БИБЛИОТЕКА
БИОГРАФИЯ
ПРОИЗВЕДЕНИЯ
ССЫЛКИ
О САЙТЕ





предыдущая главасодержаниеследующая глава

Глава XXIV. О восхищении во Франции или о театре Большой оперы

Я был сегодня вечером на "Деревенском колдуне" (5 марта 1823 года); это довольно неуклюжее подражание музыке, которая была в Италии около 1730 года. Музыка эта некогда уступила место шедеврам Перголезе и Логрошино, которых вытеснили потом мастерские произведения Гульельми и Паэзиелло, а те, в свою очередь, побледнели при появлении Россини и Моцарта.

Во Франции все делается не так быстро; там никакие общепринятые истины не забываются постепенно. Там приходится всегда бороться. Я хочу восхищаться сегодня тем же, чем я восхищался вчера; иначе о чем же я стану говорить завтра? Что из того, что я буду скучать, слушая всеми признанный шедевр? Он не перестает от этого быть восхитительным; значит, это я сам виноват в том, что скучаю. В родительском доме с десятилетнего возраста мы слышим от камердинера, закручивающего нам папильотки: "Сударь, чтобы быть красивым, надо пострадать".

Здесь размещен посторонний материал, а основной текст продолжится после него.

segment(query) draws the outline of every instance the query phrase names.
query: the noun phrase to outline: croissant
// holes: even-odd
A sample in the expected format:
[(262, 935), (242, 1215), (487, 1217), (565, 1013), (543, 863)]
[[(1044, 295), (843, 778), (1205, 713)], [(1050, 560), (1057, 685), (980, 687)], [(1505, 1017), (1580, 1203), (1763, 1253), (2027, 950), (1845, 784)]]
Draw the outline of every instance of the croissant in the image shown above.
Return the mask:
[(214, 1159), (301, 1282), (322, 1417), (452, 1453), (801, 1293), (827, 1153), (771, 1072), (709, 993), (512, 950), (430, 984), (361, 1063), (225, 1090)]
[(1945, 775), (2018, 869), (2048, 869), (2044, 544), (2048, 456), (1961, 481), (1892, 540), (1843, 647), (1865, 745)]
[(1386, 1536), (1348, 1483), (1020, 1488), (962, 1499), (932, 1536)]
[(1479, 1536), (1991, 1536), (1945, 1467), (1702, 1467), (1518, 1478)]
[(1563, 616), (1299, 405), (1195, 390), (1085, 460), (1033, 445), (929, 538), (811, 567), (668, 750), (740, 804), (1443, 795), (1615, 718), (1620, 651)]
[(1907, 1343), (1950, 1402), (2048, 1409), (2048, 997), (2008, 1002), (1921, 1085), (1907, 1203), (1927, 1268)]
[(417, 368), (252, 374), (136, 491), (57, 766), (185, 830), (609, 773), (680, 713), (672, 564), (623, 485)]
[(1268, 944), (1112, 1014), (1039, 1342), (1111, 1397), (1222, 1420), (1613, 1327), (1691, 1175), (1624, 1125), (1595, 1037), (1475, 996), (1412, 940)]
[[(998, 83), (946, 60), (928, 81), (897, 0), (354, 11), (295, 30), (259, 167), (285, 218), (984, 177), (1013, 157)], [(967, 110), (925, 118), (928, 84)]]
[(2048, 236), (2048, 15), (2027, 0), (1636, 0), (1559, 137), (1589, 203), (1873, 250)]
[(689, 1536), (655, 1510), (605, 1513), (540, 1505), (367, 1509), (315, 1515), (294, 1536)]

В Европе все меняется, все перевертывается вверх дном. Одна только публика парижской Оперы славится своей неизменностью. В свое время она оказала сильное сопротивление Руссо. Скрипки храбро хотели убить его, как врага национальной чести*. Весь Париж принял в этом участие; заговорили о lettre de cachet. Это как год тому назад в Порт-Сен-Мартен: либеральные газеты убеждали торгашей, что необходимо освистать Шекспира** за то, что он был адъютантом герцога Веллингтона.

* (Национальная честь! Это главный музыкальный аргумент газеты "Miroir" в наши дни, точно так же как врагов Руссо в 1765 году; это просто-напросто искусство взывать к страстям людей, слишком занятых, чтобы иметь свое мнение.)

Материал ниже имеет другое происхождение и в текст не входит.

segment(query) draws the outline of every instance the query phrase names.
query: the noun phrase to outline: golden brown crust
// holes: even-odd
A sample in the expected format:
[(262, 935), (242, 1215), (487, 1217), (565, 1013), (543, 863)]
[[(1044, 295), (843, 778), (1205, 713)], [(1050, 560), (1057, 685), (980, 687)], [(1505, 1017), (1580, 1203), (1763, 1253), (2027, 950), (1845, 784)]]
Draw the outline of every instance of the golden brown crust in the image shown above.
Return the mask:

** (...необходимо освистать Шекспира...- Речь идет о спектаклях английской труппы в Париже, о которых говорится в "Расине и Шекспире".)

Наш литературный здравый смысл с 1765 года не подвинулся ни на шаг вперед; наше тщеславие по-прежнему опирается на национальную честь. В нас столько тщеславия, что мы претендуем на гордость.

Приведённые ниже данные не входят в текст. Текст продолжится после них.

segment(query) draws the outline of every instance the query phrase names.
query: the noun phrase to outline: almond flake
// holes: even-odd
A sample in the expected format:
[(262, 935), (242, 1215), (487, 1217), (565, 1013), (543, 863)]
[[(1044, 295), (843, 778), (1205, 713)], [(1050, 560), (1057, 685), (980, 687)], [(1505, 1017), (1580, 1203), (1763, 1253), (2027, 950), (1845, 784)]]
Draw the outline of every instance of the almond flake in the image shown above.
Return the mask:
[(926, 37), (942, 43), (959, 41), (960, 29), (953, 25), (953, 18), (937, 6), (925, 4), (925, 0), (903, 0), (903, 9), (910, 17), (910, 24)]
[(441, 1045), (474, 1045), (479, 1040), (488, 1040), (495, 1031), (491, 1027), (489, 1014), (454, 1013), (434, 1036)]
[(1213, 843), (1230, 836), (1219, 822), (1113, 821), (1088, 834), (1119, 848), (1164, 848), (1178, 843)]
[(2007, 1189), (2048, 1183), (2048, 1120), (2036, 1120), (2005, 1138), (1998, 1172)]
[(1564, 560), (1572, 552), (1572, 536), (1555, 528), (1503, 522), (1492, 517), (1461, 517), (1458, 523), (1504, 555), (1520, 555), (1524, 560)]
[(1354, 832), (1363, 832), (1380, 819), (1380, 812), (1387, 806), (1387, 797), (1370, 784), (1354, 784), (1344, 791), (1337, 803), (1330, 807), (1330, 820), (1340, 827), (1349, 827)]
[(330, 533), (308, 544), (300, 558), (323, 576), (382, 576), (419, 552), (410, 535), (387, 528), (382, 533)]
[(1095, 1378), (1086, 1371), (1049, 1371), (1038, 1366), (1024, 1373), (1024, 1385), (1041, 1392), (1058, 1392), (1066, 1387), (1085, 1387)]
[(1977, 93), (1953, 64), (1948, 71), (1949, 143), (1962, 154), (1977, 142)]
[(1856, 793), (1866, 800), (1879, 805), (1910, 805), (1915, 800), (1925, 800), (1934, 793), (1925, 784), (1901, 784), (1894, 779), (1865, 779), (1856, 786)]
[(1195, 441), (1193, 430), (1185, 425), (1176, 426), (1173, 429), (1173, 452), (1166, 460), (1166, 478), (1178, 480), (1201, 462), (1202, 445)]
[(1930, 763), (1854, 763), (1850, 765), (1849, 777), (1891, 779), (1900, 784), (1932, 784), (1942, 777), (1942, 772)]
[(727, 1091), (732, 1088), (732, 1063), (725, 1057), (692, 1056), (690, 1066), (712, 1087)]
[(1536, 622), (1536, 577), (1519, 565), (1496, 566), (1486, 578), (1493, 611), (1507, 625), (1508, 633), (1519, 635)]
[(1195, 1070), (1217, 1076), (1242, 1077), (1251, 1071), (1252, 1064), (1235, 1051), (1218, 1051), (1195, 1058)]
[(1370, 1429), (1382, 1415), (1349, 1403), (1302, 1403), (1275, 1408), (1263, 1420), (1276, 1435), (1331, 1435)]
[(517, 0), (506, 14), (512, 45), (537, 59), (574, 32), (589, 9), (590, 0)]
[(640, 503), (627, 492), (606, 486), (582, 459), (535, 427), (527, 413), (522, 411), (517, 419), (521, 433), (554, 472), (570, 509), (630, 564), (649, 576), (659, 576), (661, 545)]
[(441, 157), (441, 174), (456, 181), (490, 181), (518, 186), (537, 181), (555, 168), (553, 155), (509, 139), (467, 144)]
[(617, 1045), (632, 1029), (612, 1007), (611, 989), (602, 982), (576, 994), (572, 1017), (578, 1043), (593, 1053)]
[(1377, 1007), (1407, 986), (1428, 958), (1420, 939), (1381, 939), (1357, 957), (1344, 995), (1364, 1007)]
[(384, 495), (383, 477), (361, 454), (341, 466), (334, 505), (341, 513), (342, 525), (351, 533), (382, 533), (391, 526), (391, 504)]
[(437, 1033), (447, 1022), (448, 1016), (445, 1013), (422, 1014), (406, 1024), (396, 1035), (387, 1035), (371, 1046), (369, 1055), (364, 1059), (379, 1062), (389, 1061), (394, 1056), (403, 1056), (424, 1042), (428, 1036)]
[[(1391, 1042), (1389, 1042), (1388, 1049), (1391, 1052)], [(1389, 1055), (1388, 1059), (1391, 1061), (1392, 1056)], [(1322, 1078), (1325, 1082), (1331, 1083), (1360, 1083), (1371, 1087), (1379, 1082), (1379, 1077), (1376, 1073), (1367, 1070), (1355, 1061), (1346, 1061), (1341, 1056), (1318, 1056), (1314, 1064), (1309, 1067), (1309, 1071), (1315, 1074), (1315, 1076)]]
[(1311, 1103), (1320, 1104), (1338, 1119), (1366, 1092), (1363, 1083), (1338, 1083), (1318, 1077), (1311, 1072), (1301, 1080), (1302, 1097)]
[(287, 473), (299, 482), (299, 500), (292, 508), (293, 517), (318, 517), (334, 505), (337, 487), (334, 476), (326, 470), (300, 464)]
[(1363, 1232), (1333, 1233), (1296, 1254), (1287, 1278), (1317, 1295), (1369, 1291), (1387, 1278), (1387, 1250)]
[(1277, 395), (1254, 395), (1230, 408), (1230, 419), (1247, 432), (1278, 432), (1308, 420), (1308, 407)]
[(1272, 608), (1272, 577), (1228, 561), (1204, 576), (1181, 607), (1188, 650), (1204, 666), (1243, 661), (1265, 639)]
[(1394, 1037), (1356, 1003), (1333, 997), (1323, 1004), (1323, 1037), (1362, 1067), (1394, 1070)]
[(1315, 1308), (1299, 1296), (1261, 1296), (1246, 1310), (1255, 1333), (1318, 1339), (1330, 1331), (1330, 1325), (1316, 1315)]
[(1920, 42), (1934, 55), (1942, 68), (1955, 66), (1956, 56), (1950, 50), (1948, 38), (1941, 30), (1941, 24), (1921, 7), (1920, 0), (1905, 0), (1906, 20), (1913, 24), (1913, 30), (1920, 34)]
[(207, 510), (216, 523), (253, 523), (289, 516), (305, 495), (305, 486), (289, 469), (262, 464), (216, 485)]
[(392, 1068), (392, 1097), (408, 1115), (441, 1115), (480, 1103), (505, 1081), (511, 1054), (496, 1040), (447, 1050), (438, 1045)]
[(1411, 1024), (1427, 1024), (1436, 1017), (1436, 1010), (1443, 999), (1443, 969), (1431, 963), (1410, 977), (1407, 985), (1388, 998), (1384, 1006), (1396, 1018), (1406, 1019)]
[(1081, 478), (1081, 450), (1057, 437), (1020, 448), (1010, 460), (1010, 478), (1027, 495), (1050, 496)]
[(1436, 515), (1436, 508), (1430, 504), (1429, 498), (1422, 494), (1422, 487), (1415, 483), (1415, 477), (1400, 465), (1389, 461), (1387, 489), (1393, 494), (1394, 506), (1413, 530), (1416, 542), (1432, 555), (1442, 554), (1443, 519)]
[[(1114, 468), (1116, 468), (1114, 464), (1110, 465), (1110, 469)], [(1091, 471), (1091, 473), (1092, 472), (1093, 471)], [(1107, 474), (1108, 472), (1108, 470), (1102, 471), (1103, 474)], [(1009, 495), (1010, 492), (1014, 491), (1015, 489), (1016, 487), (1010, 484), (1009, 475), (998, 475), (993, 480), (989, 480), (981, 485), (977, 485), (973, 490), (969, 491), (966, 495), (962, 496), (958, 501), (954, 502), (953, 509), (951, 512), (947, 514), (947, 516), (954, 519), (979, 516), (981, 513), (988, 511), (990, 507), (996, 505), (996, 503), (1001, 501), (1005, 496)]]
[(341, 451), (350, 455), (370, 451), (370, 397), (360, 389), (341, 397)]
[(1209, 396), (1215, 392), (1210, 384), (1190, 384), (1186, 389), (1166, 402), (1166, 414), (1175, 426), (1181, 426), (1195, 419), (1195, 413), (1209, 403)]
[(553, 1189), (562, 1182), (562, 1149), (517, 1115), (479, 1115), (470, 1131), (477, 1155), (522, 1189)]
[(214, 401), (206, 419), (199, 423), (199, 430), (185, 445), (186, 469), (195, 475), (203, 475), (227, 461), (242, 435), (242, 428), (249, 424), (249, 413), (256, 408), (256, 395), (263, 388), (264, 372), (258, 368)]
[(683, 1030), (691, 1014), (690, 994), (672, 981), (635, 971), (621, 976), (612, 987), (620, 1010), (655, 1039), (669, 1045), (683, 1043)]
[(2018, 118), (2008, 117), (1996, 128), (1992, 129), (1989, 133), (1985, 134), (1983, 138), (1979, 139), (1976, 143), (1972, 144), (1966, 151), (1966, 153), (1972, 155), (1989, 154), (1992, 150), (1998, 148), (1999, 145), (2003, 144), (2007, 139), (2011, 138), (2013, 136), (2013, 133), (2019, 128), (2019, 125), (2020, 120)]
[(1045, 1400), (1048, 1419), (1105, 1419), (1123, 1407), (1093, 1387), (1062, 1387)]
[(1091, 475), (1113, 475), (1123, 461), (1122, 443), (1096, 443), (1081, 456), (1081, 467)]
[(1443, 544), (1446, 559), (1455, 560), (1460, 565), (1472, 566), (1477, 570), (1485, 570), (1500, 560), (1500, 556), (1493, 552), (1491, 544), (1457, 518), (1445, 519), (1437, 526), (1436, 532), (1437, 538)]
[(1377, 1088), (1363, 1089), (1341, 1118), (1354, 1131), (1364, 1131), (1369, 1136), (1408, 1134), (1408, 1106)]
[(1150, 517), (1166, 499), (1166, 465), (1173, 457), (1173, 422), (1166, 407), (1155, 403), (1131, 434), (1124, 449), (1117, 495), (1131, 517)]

Взгляните на перемены, которые произошли в государстве начиная с 1765 года: Людовик XVI призывает в советницы философию, она приходит к нему в образе бессмертного Тюрго; за ним следует мальчишеское легкомыслие старика Морепа; его сменяет значительность финансиста и буржуазное довольство честного Неккера; при Мирабо Франция хочет конституционной монархии; при Дантоне она переходит к террору и иностранцу нет доступа в ее пределы. Полсотни воров нахватывают в свои руки управление страной. Наступают прекрасные дни Фраскати. В это время наши армии гонялись за острыми ощущениями, выигрывая битвы и обращая в бегство австрийцев.

В ту пору, когда давались концерты на улице Клери, юный герой овладел Францией и принес ей три года счастья. Некий любезный человек, сняв свою шляпу с перьями, поднес ему в ней письмо; великий полководец теряет голову и восклицает: "Только эти люди умеют служить!" Письмо это доставило ему больше радости, чем десяток побед. После этого он начинает восстанавливать монархическую мишуру в духе Людовика XIV. Все французы начинают гоняться за баронскими титулами и орденскими лентами. Устав от наглости графов периода империи, они с восторгом принимают Людовика... Сколько перемен! Общественное мнение с 1765 года меняется по крайней мере раз двадцать. Единственно кто остался неизменным, как бы для того, чтобы успокоить национальную гордость,- это публика Большой оперы. Только она одна умеет с достоинством направлять роковой флюгер, который теперь вертится на стольких головах. Сегодня вечером там пели так же фальшиво, как и шестьдесят лет назад.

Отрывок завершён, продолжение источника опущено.